Repetitive nerve stimulation is special test done to evaluate the integrity of the neuromuscular junction.  Abnormality there may result in a decrement in response to low frequency(2 Hz) stimulation of motor nerves with pick-up over a distal or proximal muscle.  The detailed use of this technique is an advanced topic which should be take up in separate monograph.  The same can be said about autonomic nervous system testing, especially as it involves testing galvanic skin reponses.

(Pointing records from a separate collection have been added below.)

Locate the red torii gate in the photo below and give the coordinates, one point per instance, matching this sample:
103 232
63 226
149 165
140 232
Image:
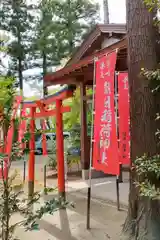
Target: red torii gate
44 112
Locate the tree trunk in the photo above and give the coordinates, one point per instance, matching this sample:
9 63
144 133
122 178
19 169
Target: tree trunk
143 218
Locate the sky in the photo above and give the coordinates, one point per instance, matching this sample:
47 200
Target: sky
117 14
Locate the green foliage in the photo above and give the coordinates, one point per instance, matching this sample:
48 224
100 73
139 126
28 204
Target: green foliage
59 29
147 169
72 119
18 22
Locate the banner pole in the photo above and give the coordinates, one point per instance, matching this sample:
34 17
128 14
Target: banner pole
116 105
91 149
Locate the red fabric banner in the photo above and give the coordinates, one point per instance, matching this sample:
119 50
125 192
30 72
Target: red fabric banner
124 118
22 129
105 147
44 140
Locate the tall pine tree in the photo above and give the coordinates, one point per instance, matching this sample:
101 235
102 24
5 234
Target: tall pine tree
18 22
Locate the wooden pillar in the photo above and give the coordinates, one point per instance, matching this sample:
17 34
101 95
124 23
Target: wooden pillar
60 149
84 138
31 165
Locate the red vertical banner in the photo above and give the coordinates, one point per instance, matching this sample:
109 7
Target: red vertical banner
22 129
124 118
44 140
105 147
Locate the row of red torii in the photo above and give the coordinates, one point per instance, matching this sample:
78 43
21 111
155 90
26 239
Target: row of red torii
39 109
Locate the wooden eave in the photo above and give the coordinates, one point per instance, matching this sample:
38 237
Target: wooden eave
83 69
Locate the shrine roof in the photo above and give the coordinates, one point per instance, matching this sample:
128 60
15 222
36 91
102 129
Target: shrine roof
96 36
73 73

The needle examination is a test where the electrical activity of an individual muscle can be evaluated.  The needle examination is done when the muscle is at rest so that small movements of the needle can ascertain the irritability of the resting muscle.  This irritability is seen in the form of positive waves, fibrillation potentials, fasciculations, and other signals such as complex repetitive discharges, myokymic discharges, or myotonic discharges.  Positive waves and fibrillation potentials are abnormalities generated by individual muscle fibers.  The rest are abnormalities generated by motor units or groups of motor units.  The needle examination is also done with the muscle active.  In this manner, the motor unit can be evaluated for any sign of abnormality.  Abnormality is seen in the height of the unit, in the complexity(percent polyphasia) of the unit, in the duration of the unit, and in the rate of recruitment with respects to the amount of force generated, be it fast or slow.  This pattern of abnormality can tell you if the problem is with the nerve or muscle, whether the problem is old or new, and whether the problem is ongoing or resolving.  The pattern of muscles tested, as chosen by the electromyographer and based on the results of physical examination and nerve conduction testing, will give the electromyographer information about the pattern of abnormality, and therefore will allow the making of a diagnosis.

Single fiber electromyography is an advanced technique which allows the electrical evaluation of active muscle fibers, rather than evaluating at the larger motor unit level.  This technique should be addressed in a separate monograph to give it the attention it would require.